If you plan to grow your family through gamete donation, consider these three things to make sure you’re protected:
1. Know Your State Law and Get Legal Counsel Before Entering Into a Known Donor Agreement
Every state’s law’s on donor conception is different. What is legal in one state may not be in another. Before you move forward using a known sperm donor (especially in an at-home setting) it is absolutely critical that you understand your state’s laws.
Hire an attorney that is familiar with Assisted Reproductive Technology. If you are in Illinois, Pineapple Law can assist you. If you’re in another state, find an attorney that is licensed in your state and knows the relevant law. You can find a directory of qualified attorneys through the Academy of Adoption & Assisted Reproduction Attorneys.
2. Adopt Your Own Child (‘Second Parent Adoption’)
Yes, you read that correctly. If you are the non-gestating parent and are not biologically connected to your child, doing a second parent adoption is the surest way to protect your parental rights across all 50 states.

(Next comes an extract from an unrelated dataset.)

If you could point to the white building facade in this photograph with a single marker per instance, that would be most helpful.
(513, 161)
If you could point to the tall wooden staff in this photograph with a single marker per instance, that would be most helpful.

This is precisely the type of hoop that most heterosexual couples would never have to jump through. After all, there is a presumption of paternity that a woman’s husband is the father to her child in all 50 states. However, many states (including Oklahoma) still use gendered language and fail to apply the same presumption of parentage for same sex couples where donor gametes are used.
3. Advocate for Change
Donor conceived people have generally been advocating for open relationships between donors and raising parents so that donor conceived children can grow up knowing their genetic heritage. However, movement towards that objective is hampered when courts interpret such open relationships as a basis for invalidating the intent for donors to be donors and intended parents to be parents.
If you have it in you, advocate for change in your state. I hope for the day that all parents, regardless of their sexual orientation, can be assured that they have the legal right to parent their own children.